ると航空機メーカーは述べました。より大量のアジア太平洋路線に対応するこの

航空機には、キャビン中央に追加の非常口ドアと、翼上に上向きにヒンジ式の 2 つ

の非常口が追加されるように構成されます。

新しい改良型の正確な寸法はまだ明らかにされていませんが、より短い派生型の

前部胴体セクションと後部胴体セクションは、それぞれ 2 フレーム長と 4 フレーム

長だけ短縮されています。プラトー型の中央胴体には、長さ 128 フィートの標準胴

体型には 2 つのオーバーウィング出口があるのに対し、オーバーウィング出口は 1

つしかありません。

引き伸ばされた派生モデルの大部分は、標準的な C919 の前部胴体セクションよりも

約 12 フレーム長い、より長い前部胴体で構成されています。ストレッチ部分の胴体

後部は、キャビン中央に非常口ドアが追加されたことを除いて、ほとんど変わってい

ないように見えます。

どちらの新しいバージョンもベースラインのC919超臨界翼を維持しており、Comac

によれば、逆キャンバーのない従来の翼に比べて空力効率が20%向上し、抗力が8%

低減されているということです。
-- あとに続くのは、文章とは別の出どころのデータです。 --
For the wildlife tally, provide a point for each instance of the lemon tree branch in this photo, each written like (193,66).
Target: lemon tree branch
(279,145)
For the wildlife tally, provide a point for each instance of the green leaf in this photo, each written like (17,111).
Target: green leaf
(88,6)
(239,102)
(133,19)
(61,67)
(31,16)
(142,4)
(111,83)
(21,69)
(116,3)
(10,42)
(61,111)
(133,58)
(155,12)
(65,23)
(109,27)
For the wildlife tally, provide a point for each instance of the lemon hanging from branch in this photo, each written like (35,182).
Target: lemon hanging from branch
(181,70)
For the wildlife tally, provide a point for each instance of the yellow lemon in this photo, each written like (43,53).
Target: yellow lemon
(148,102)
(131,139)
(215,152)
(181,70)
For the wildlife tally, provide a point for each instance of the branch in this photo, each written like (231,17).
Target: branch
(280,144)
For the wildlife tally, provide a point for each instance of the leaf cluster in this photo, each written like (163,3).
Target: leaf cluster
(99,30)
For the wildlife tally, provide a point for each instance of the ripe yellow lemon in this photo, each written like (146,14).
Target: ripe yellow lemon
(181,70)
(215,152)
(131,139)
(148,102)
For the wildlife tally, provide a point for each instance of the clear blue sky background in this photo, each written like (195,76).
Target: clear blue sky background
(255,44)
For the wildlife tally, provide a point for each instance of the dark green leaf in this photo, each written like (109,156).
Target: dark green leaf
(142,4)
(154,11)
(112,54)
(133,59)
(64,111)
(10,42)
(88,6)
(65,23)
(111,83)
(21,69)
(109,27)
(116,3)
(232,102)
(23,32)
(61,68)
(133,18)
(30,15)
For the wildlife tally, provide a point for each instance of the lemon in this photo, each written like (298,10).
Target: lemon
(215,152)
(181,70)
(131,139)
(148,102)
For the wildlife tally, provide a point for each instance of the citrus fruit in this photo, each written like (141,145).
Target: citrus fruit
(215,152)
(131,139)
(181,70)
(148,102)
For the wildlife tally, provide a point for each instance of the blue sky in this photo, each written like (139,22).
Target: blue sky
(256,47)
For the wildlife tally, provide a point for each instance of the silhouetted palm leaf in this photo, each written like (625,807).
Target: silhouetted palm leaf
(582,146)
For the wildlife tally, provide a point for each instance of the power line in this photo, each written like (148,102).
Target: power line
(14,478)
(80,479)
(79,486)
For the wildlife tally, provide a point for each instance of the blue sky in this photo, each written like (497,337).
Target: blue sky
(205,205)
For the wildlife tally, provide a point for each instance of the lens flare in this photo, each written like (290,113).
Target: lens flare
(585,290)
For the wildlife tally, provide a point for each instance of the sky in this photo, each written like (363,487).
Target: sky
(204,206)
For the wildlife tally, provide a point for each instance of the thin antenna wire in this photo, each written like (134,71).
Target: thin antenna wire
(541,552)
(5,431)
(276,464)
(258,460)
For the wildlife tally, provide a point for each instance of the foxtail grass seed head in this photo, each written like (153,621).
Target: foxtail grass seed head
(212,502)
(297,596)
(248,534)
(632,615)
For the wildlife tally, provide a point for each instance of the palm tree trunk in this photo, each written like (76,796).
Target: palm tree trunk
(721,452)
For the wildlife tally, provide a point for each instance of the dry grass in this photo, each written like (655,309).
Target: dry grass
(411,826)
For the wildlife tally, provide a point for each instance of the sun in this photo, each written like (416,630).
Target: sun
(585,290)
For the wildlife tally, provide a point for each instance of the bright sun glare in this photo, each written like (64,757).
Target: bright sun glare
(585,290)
Comac は当初、翼のセンター ボックスにカーボン

複合材料を使用する予定でしたが、後に設計はより従来型のアルミニウム設計を中心

に簡素化されました。

コミックC919接写

C919 のノーズ周囲には複数のエア データ センサーが取り付けられています。

機首に取り付けられた大気データおよびナビゲーション センサーの外部詳細からも、

C919 が複数の迎え角センサー、ピトーおよびピトー静的プローブ、フラッシュ静的

大気データ ポート、氷探知機、垂直分離を最小限に抑えるためのアンテナで構成さ

れていることもわかります。

セブパシフィックCEO、5月か6月に100機の発注を目指す

セブパシフィック航空 Airbus A330-300 RP-C3346 成田国際空港 航空フォト | by SGR RT 改さん 撮影2020 ...
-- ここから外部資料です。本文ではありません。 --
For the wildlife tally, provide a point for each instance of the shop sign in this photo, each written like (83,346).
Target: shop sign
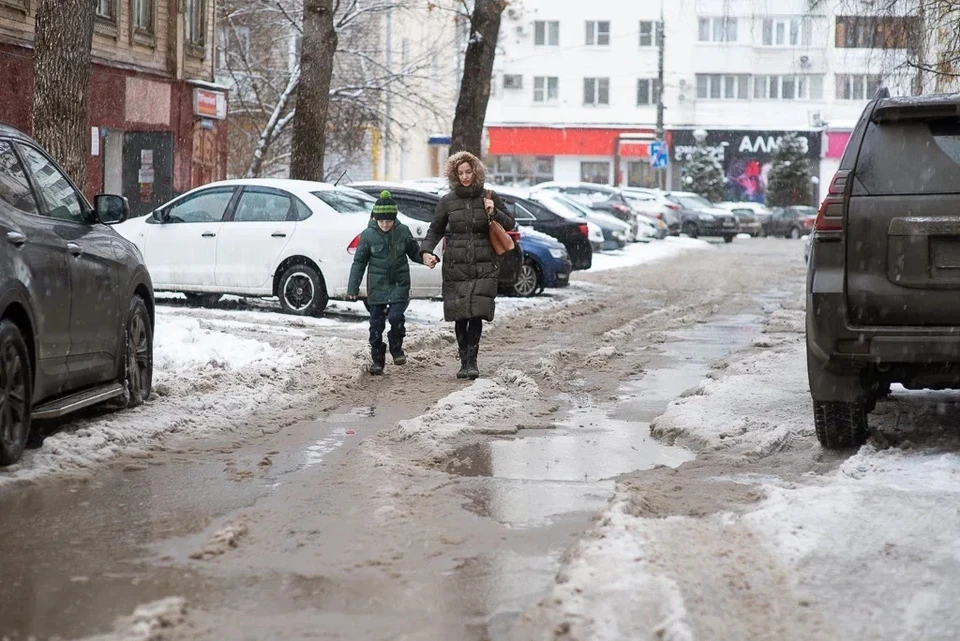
(209,104)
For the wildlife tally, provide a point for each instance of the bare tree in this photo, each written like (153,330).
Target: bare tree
(313,95)
(61,70)
(477,71)
(259,56)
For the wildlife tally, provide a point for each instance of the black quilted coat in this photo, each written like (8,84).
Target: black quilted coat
(471,269)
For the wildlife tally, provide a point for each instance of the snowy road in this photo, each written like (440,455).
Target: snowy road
(637,463)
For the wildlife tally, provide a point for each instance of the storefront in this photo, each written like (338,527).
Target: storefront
(531,155)
(150,138)
(745,155)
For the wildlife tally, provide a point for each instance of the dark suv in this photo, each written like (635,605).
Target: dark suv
(883,286)
(76,303)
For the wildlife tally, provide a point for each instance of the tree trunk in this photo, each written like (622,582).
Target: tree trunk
(313,95)
(477,70)
(61,70)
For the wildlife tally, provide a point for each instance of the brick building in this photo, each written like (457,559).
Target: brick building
(157,122)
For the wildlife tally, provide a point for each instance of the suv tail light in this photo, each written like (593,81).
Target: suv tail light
(830,216)
(352,247)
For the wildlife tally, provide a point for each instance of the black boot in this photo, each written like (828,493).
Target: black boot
(461,331)
(378,354)
(472,372)
(395,338)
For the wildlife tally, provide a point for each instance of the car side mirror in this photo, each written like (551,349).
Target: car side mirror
(110,209)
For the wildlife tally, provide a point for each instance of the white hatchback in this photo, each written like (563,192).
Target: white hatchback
(263,237)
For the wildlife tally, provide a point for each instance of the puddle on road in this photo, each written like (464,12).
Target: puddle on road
(74,552)
(545,485)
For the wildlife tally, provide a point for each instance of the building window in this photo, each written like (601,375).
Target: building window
(788,87)
(787,32)
(723,29)
(546,33)
(647,33)
(196,14)
(716,86)
(648,91)
(857,86)
(595,172)
(598,33)
(546,89)
(143,16)
(875,32)
(522,170)
(596,91)
(107,10)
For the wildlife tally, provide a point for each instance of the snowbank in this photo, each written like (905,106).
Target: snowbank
(204,381)
(485,407)
(642,253)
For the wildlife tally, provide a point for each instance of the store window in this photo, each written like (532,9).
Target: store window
(595,172)
(522,170)
(641,174)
セブパシフィック航空の最高経営責任者(CEO)マイク・ズークス氏によると、

セブパシフィック航空は狭胴機の大型発注の最終決定に近づいているという。

マイク・ズーク氏はシンガポールエアショーで、航空会社が航空会社を選択して

契約を締結するまでには、航空機およびエンジンのメーカーとまだ数か月の交渉

が必要であると語りました。同氏によると、この契約は5月か6月に発表される

可能性が高いということです。

ズーク氏によると、今回の注文には追加オプションを含む100件の確定注文が含

まれるということで、ボーイングとエアバスの両方が検討されていると強調しま

した。

セブ島は現在、すべてエアバス製狭胴機機を保有していますが、ボーイングの発注

を排除するものではないとシュクス氏は言いました。同氏は、ブラカン州にマニラ

にとって 2 番目の主要空港が開発されるということは、セブがハブ空港を分割して

運用する可能性があり、新しい場所に別の空港が配備される可能性があることを意

味すると指摘しています。現在のエアバス機はすでに規模の経済を達成するのに十

分な規模を誇っています。

「つまり、エアバスであっても大丈夫ですが、ボーイングであっても大丈夫です」

とズーク氏は言います。「答えを導くものは、私に正しい経済学を与えるものです。」

ズーク氏によると、航空会社の注文にはさまざまなサイズのモデルが含まれる可能性

が高いということです。これは、A320neoとA321neo、または737-8200と737-10

を意味します。

セブ パシフィックには現在 56 機のエアバス狭胴機を保有しています。さらに27機

が発注されており、そのうち7機は今年納入される予定です。また同社はA330neoを

7機、A330-300を1機運航しています。ズーク氏によると、新たな納入後は今年末ま

でに10機のA330neoを運航する予定だという計画です。

同社は現在、プラット・アンド・ホイットニーのエンジン問題により、狭胴艦10機

が運航停止になっています。セブ島は、今年のある時点で地上の航空機数が15~16

機に増加すると予測しています。

セブは昨年、エンジン関連の座礁を補うために、さらに多くのエアバス狭胴機を短期

リースで取得しました。そのため、今年は年間10~12%の生産能力の伸びを維持で

きると見込んでいます。

まとめ

2024シンガポールエアショーは、昨年のパリやドバイのように大型の商談はありま

せんでした。なぜなら、ボーイングは737MAXのドア脱落問題で生産を中止、エア

バスは大型機のA350-1000を展示、飛行しましたが、エンジン問題や生産量が追い

ついていないことが要因に上げられます。

そこで、リージョナルジェット分野のブラジルのエンブラエルが目立った形となり

ました。国産旅客機C919シリーズを公開した中国は、ほぼ身内のチベット航空機に

受注があったと発表しました。ただ、この航空機の信頼性が未知数なだけに「安か

ろう、不味かろう」では話になりません。一度事故を起こしてしまってしまったら

取り返しの付かないことになるのです。

今回は、軍用機や民間航空機について見てきましたが、アーバンエアモビリティ分野

では大きな進展がありました。その話はまた次回に。

グローバル・サウスの定義は定まっていませんが、インド、ブラジル、南アフリカ、

インドネシア、サウジアラビアなど、アフリカやアジア、中南米など広い地域の新興

国や途上国などを指すものです。これに中国が入るかは見方が分かれていますが、経

済が急速に成長し、先進国と対等な関係を望んでいる国が多く、国際社会での発言力

を強めています。

それでは今日はこの辺で・・・

またお会いできる日を楽しみにしています。